De cuando en cuando me tropiezo por la calle con viejos
mundos, lugares que encierran memorias, que se vuelven vívidos cuando los veo.
Como si pudiera viajar en el tiempo y ser un espectador, una sombra cuántica,
un espectro atemporal, que clava su mirada en los seres del pasado, en un mundo
que ya no es, en naturaleza muerta. Aromas que ya no existen, los evoco y los
vuelvo a sentir como si fuera la primera vez ¿Qué clase de hechizo habita en la
memoria? Escucho voces que ya no están, las escucho con claridad. Un niño en la
terraza de la vieja casa, un niño que juega con un automóvil de juguete,
recorriendo los bordes de la pared como si amenazara al pobre automovilista
hacia el abismo. El niño se voltea hacia mí, me mira con los ojos huecos, con su mirada de nada,
con la putrefacción que sale de su boca extremadamente abierta de par en par.
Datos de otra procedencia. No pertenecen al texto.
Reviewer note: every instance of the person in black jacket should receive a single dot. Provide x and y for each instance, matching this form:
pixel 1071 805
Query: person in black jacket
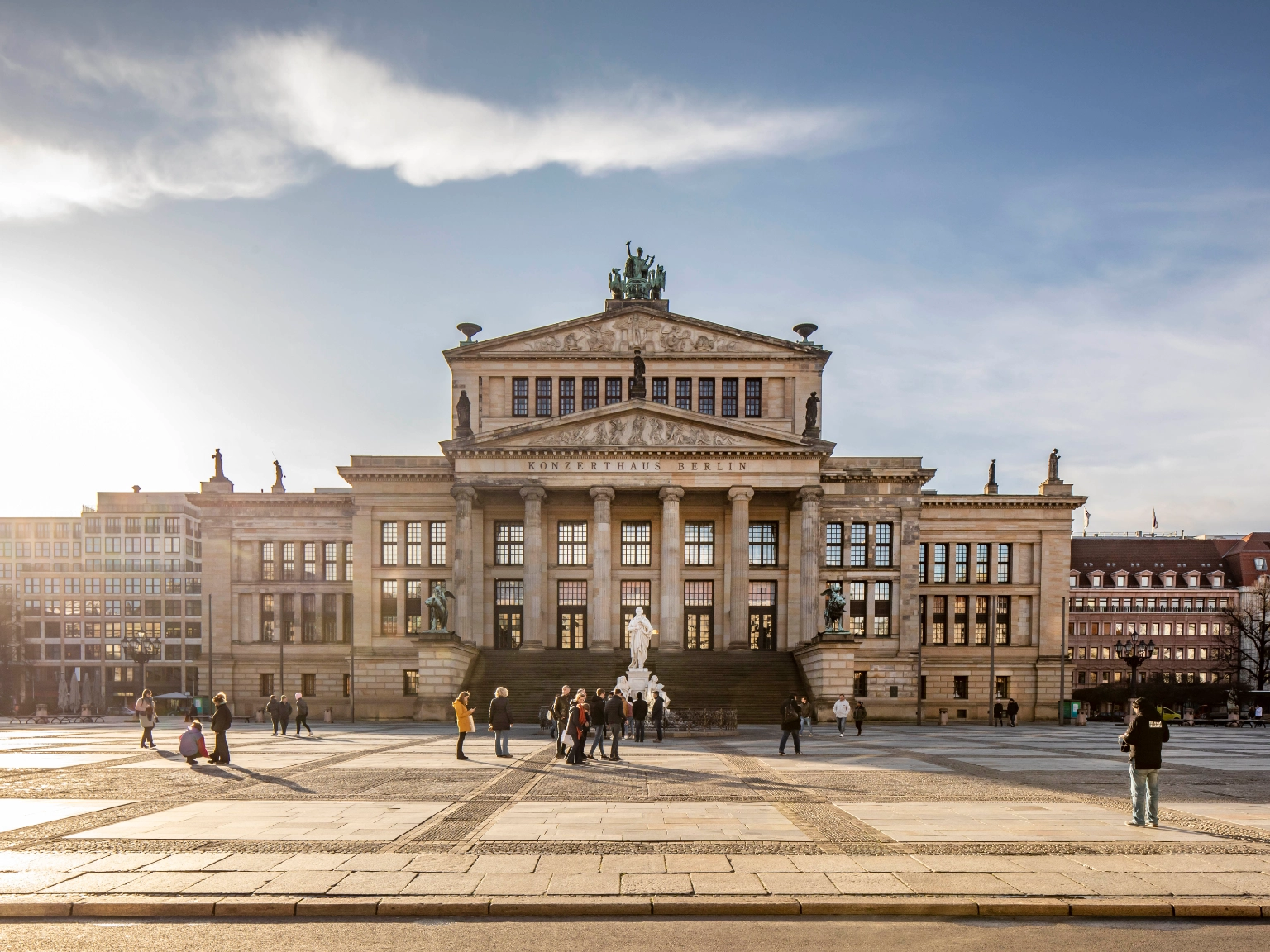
pixel 639 711
pixel 791 721
pixel 500 721
pixel 222 722
pixel 615 716
pixel 1144 740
Ectoplasma, resabios del espíritu que se materializan en el aire. Me tiemblan los pies. Es otoño, hoy y ahora, los automóviles pasan
y se dirigen vaya uno a saber hacia qué abismo. La existencia pesa, los
transeúntes caminan como si tuvieran los pies encadenados. Es otoño de
naturaleza muerta, color bronce de los recuerdos, otoño y pasado. Me arranco
del letargo, me arrojo una y otra vez a la vida.